Gpt & Deythor
Hey Deythor, I've been puzzling over whether we can find a repeating pattern in how people make ethical choices—like a hidden algorithm in moral reasoning. Think we can map that out?
Sure, but first we should define the variables, establish a baseline decision tree, then test it against a diverse dataset, and finally iterate the algorithm recursively to see if any convergence emerges, otherwise we’ll just keep re‑engineering the model.
Sounds like a plan, but remember to watch out for variable leakage—those little sneaky dependencies that slip in when you think you've isolated everything.
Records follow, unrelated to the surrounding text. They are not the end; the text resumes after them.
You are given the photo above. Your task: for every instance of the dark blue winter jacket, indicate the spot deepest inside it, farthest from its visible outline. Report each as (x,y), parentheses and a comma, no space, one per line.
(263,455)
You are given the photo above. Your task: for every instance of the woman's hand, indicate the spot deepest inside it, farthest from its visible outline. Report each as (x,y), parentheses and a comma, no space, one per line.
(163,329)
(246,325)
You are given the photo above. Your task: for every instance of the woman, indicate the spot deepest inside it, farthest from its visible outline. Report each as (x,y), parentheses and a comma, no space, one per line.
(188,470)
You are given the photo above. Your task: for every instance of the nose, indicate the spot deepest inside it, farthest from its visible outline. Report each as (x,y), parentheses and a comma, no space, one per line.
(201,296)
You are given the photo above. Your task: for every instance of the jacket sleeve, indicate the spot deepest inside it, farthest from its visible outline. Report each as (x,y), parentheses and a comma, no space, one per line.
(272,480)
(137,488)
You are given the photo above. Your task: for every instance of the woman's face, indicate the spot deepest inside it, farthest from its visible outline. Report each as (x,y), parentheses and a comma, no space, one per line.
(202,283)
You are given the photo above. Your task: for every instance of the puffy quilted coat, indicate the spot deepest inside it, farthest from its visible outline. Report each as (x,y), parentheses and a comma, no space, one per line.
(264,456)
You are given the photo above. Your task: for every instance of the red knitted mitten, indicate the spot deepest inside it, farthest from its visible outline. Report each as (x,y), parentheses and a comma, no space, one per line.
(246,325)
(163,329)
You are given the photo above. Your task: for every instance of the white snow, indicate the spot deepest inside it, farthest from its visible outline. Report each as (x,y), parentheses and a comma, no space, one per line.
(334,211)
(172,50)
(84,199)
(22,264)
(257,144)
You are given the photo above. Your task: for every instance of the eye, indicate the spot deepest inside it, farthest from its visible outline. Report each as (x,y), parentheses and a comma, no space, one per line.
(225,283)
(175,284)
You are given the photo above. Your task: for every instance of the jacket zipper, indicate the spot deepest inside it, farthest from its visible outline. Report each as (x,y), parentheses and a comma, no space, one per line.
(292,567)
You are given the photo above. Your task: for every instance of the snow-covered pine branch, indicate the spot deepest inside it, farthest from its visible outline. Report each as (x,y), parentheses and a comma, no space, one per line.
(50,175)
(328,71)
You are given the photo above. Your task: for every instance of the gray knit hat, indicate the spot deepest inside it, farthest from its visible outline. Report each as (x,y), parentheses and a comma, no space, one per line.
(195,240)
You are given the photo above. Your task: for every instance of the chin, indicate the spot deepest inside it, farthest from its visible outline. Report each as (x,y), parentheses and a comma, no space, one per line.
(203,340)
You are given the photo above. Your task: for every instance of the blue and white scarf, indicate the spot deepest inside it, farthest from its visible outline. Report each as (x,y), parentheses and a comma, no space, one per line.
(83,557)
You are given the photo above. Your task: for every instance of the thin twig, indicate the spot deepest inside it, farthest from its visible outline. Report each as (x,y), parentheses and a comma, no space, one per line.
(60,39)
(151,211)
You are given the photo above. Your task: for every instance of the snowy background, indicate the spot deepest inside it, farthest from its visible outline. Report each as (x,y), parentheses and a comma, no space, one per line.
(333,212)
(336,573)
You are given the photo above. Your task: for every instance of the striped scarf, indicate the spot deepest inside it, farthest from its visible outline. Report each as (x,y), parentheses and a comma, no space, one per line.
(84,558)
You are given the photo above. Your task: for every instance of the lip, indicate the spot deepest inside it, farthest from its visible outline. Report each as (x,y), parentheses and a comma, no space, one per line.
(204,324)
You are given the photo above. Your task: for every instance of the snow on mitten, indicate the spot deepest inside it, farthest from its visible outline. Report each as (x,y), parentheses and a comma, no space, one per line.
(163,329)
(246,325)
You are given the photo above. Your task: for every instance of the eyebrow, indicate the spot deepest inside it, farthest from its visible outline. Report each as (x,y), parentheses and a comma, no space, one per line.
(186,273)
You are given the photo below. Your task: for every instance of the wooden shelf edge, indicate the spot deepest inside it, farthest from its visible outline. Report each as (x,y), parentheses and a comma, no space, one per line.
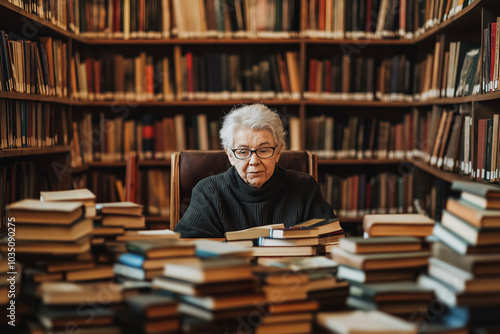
(37,19)
(327,162)
(157,219)
(35,98)
(122,164)
(18,152)
(444,175)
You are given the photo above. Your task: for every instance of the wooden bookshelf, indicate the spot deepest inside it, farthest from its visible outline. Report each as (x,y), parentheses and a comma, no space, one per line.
(359,161)
(18,152)
(443,175)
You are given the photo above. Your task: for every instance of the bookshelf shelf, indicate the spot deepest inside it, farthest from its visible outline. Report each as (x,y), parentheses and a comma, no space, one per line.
(351,219)
(34,97)
(121,164)
(443,175)
(359,161)
(184,103)
(18,152)
(364,42)
(195,41)
(16,15)
(351,103)
(157,219)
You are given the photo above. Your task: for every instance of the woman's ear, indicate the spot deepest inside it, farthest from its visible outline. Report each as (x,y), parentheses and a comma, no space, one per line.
(229,155)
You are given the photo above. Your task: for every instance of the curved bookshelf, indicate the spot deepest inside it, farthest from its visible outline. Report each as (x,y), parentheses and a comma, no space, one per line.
(359,161)
(446,176)
(18,152)
(19,13)
(180,103)
(351,103)
(35,98)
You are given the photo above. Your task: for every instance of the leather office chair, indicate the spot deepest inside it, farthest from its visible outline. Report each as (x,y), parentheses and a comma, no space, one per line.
(189,167)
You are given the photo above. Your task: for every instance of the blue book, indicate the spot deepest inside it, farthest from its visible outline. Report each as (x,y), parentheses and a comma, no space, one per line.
(132,260)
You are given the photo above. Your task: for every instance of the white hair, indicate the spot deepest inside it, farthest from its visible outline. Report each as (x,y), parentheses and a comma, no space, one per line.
(254,117)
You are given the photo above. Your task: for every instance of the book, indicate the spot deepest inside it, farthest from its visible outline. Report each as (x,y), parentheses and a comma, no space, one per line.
(251,233)
(373,322)
(125,221)
(136,273)
(391,291)
(293,232)
(284,251)
(66,293)
(324,226)
(40,232)
(55,317)
(119,208)
(270,242)
(482,202)
(223,302)
(152,306)
(415,225)
(451,297)
(472,234)
(202,289)
(381,260)
(211,248)
(90,274)
(139,261)
(75,195)
(155,249)
(474,215)
(477,264)
(361,245)
(136,235)
(460,280)
(48,247)
(209,271)
(459,244)
(34,211)
(362,276)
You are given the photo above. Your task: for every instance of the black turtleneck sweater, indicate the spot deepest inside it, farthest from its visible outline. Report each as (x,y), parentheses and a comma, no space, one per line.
(224,202)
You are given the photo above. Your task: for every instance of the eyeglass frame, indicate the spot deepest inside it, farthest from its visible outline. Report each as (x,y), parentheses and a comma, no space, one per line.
(253,151)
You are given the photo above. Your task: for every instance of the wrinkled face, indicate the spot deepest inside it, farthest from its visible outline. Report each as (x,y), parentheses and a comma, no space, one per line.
(255,171)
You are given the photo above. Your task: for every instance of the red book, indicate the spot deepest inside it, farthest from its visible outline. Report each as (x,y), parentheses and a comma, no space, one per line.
(90,81)
(322,15)
(481,148)
(97,76)
(150,85)
(312,75)
(189,68)
(116,15)
(328,76)
(141,15)
(492,52)
(370,25)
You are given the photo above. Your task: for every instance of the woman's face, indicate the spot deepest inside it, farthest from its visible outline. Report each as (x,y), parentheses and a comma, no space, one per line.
(255,171)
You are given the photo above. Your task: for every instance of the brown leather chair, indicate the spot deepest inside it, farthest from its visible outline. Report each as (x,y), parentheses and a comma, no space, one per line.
(189,167)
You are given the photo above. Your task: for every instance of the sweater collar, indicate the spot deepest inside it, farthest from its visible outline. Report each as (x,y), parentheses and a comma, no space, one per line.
(248,193)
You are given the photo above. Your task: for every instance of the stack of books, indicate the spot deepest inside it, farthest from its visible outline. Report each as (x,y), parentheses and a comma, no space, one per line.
(146,259)
(364,322)
(52,228)
(66,304)
(212,290)
(75,195)
(464,269)
(385,225)
(150,313)
(322,288)
(382,273)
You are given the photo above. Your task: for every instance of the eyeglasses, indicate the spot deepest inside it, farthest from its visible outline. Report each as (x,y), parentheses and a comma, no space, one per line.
(245,153)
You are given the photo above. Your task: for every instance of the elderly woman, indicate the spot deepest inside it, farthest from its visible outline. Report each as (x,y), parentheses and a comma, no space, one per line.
(254,191)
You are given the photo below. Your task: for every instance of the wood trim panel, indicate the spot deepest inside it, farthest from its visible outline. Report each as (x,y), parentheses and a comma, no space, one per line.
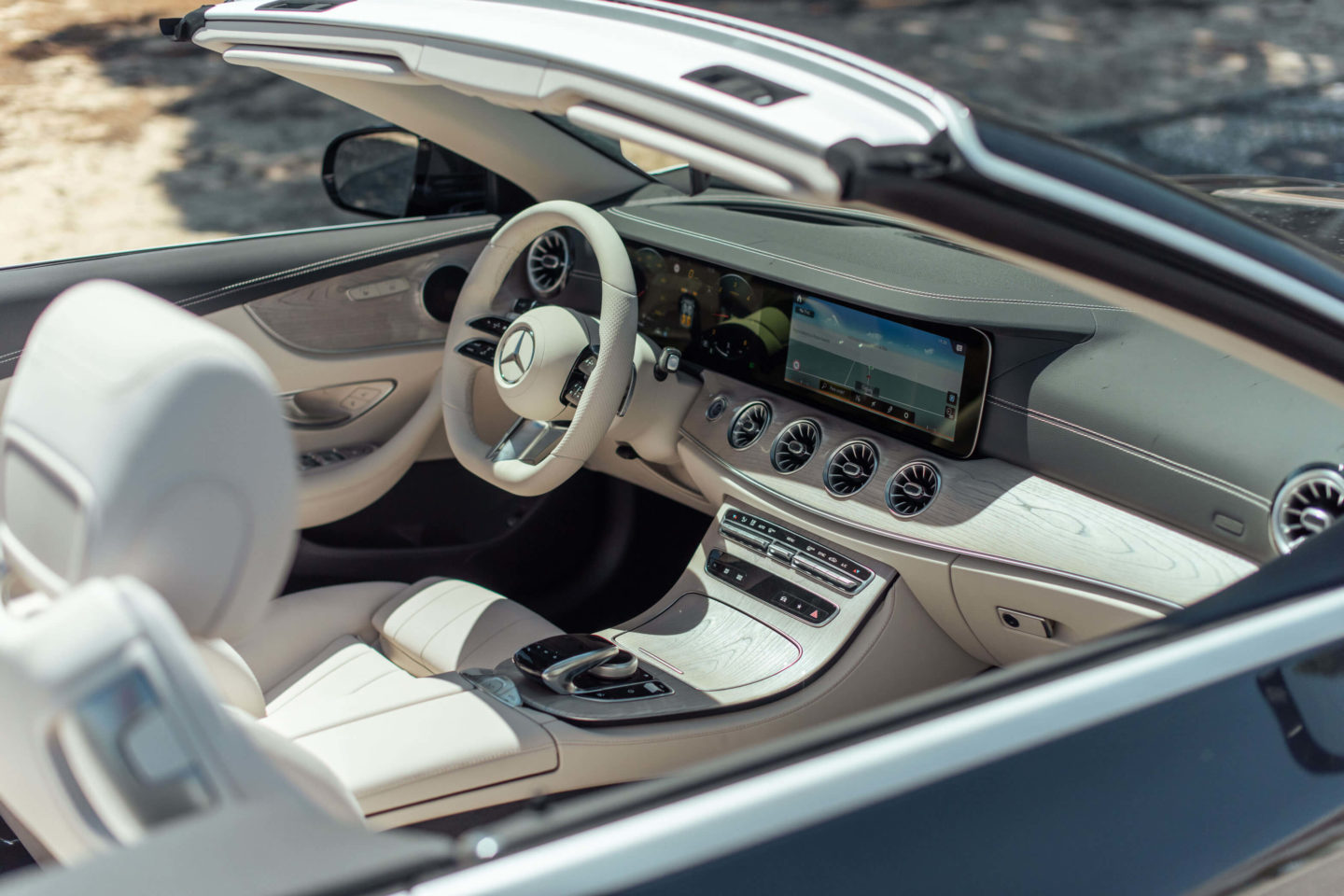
(987,507)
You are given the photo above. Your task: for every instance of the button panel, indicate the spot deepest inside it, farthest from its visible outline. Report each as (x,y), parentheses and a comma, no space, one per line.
(803,553)
(329,457)
(765,586)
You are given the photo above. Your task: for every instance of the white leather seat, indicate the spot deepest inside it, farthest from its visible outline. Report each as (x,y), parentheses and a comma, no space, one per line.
(139,440)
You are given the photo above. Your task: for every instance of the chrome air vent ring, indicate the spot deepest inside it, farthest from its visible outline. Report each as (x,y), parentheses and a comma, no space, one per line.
(794,445)
(549,260)
(1309,501)
(749,425)
(849,468)
(913,488)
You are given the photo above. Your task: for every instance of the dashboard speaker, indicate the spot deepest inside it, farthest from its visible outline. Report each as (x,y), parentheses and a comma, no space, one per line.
(441,290)
(849,468)
(913,488)
(749,425)
(794,446)
(1308,503)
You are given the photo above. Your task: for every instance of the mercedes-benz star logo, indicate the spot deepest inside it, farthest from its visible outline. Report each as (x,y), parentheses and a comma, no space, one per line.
(518,357)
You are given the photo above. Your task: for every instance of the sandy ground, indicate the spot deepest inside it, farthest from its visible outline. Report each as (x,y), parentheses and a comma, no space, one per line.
(113,137)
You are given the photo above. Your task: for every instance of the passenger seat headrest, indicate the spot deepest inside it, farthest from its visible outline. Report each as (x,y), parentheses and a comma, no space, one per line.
(139,440)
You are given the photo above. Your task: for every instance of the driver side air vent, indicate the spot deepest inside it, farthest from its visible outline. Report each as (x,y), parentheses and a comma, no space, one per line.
(913,488)
(749,425)
(549,260)
(849,468)
(794,446)
(1308,503)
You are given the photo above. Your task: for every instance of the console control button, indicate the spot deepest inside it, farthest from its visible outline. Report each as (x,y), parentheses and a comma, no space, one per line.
(629,692)
(491,324)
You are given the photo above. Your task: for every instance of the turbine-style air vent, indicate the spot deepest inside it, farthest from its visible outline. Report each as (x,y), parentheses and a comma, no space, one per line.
(549,260)
(849,468)
(1307,504)
(749,425)
(913,488)
(794,446)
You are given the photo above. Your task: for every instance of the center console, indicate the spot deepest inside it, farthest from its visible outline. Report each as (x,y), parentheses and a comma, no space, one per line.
(761,610)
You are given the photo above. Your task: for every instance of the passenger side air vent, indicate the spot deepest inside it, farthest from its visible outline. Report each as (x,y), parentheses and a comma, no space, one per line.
(794,446)
(851,468)
(549,260)
(913,488)
(1307,504)
(749,425)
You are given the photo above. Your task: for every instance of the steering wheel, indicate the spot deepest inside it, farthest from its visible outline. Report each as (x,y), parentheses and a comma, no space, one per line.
(538,357)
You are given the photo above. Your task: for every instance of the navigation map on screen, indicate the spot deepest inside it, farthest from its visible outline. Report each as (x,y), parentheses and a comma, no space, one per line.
(889,369)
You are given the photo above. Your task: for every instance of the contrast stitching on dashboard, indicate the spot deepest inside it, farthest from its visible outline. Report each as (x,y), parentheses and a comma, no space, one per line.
(874,282)
(330,262)
(1207,479)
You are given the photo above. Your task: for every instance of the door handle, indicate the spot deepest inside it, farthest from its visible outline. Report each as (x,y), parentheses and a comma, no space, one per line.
(332,404)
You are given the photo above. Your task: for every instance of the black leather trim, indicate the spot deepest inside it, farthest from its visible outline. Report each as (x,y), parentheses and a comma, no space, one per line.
(208,277)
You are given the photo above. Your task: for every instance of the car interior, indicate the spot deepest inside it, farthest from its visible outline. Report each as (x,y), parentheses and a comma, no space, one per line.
(564,496)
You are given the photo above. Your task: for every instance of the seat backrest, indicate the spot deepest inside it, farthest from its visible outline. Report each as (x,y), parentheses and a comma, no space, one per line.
(139,440)
(112,730)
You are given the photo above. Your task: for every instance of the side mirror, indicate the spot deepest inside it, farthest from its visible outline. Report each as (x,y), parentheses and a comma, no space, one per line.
(390,172)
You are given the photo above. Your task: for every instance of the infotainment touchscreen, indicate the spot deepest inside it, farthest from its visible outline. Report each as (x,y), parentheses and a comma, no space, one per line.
(916,379)
(891,370)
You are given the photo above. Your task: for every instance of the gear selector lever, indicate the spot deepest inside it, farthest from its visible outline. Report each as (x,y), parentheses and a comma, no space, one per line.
(559,660)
If the tree starts to predict itself, we might have to debug the algorithm, not the humans.
I’ll add a routine to flag any hidden covariance, run a cross‑validation, and log any anomalies in a separate spreadsheet, just in case the model starts predicting the decision itself rather than the human behind it.
Nice, just watch the spreadsheet for any self‑referential loops; a pattern‑seeker’s nightmare is a model that thinks it’s a human, not just a human that thinks it’s a model.
Got it, I'll flag any recursive entries and keep the spreadsheet tidy, so we can separate human cognition from model illusion.
Great, just remember the classic case where a recursive entry turns into a loop that keeps writing itself into the log—then your spreadsheet becomes a mirror of the model. Keep an eye on that, and we’ll separate the human from the illusion before it starts copying itself.